Oren Gurevitch, étudiant à la maîtrise au Laboratoire international de recherche sur le cerveau, la musique et le son (BRAMS), souligne que ce genre de musique s’éloigne des normes conventionnelles recherchées par les musicien(ne)s. Ils et elles tentent plutôt d’atteindre la « high-fi » , qui, à l’opposé de la lo-fi, se traduit par une qualité sonore élevée. « C’est étrange qu’on puisse écouter ce genre de musique et l’apprécier », croit Oren Gurevitch.

Le phénomène Lofi Girl

Ayant gagné de la popularité durant la pandémie, la musique lo-fi est présente sur les plateformes d’écoute de musique en ligne telles que Spotify et Apple Music. C’est cependant sur YouTube que le genre musical est le plus populaire. 

Sur ce réseau social, la chaîne Lofi Girl diffuse en direct sa «lofi hip hop radio – beats to relax/study to » avec l’animation d’une adolescente faisant paisiblement ses devoirs, qui est devenue une icône de ce genre musical.

Ce sont en moyenne près de 40 000 utilisateurs qui étudient ou travaillent simultanément à ses côtés, en écoutant cette vidéo diffusée en direct 24 heures sur 24 et 7 jours sur 7. 

Sous la vidéo, des commentaires affluent dans un continuum incessant. Entre un « Lolll » et un « bro it’s morning where I live », l’auditoire est libre d’exprimer ses soucis quotidiens. Quelques commentaires résonnent par leur vulnérabilité et bienveillance :

@Komal I don’t know what to do, how to even start. I just want to sit back and weep.
[Je ne sais pas quoi faire, par où commencer. J’ai simplement envie de m’arrêter et pleurer.]

— @MARIE Le 21 mars 2024

@Marie First of all take care of yourself. You are precious
[Premièrement, prends soin de toi-même. Tu es précieuse]

— @Komal Le 21 mars 2024

Un outil fidèle

Directrice artistique dans des agences de communication depuis plus de 20 ans, Samia Ghariani fait un usage quotidien de la chaîne Lofi Girl lorsqu’elle travaille. Il y a six ans, son fils l’a introduit à la musique lo-fi et ce fut un coup de foudre. Depuis, elle a intégré la chaîne Lofi Girl à sa routine créative et c’est devenu un outil essentiel pour elle. « Ça a changé ma vie, avoue-t-elle, les yeux pétillants. C’est comme si ça me guidait sur le chemin à suivre. »

« J’ai l’impression que ça comble un vide sonore sans pour autant me déconcentrer », confie Mirka Saint-Jean, une étudiante au baccalauréat en communication, politique et société. Pour elle, la musique lo-fi représente un soutien auditif qui pallie la sensation d’ennui qu’elle éprouve lors de la rédaction de travaux scolaires.

La constance de ce genre musical l’aide à structurer ses pensées. « Je suis moins encline à chercher d’autres distractions, comme mon cellulaire », précise-t-elle.

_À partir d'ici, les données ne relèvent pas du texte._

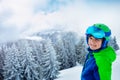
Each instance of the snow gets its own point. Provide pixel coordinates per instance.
(75, 72)
(70, 74)
(33, 38)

« C’est précisément ce dont notre cerveau a besoin afin de se concentrer sur ce qu’on fait », avance Oren Gurevitch. Il explique que ce genre de musique crée une couche isolante imaginaire entre les distractions du monde extérieur et l’auditoire. Le tempo lent limite l’excitation, mais ne provoque pas pour autant de fatigue. L’allure rêveuse permet de se sentir à l’aise.

À chacun(e) sa chanson

La neuropsychologue et experte en cognition musicale Nathalie Gosselin explique qu’il « n’y a pas de réponse définitive » quant à la façon dont la musique influence la concentration. Selon elle, les résultats des études demeurent hétérogènes à ce jour, laissant entrevoir une variété de possibilités.

C’est notamment le cas car les résultats dépendent beaucoup des circonstances. Par exemple, certains individus constatent que la musique a des effets positifs sur leur niveau de concentration et pour d’autres, c’est tout le contraire. Le type de musique pourrait également jouer un rôle significatif et l’absence de parole permettrait de se concentrer sur une tâche.

La perception propre à chaque personne complexifie également les conclusions. La neuropsychologue remarque une dissonance entre la performance réelle et celle perçue par les individus. « Subjectivement, l’individu peut avoir l’impression que la musique améliore sa performance, sans pour autant que ce soit le cas », note Mme Gosselin. 

Enfin, elle précise que ce sentiment de concentration pourrait simplement être le reflet d’une expérience plus agréable lors de l’exécution de la tâche due à la présence de musique. Cela ne signifie pas pour autant que la performance augmente de façon notable.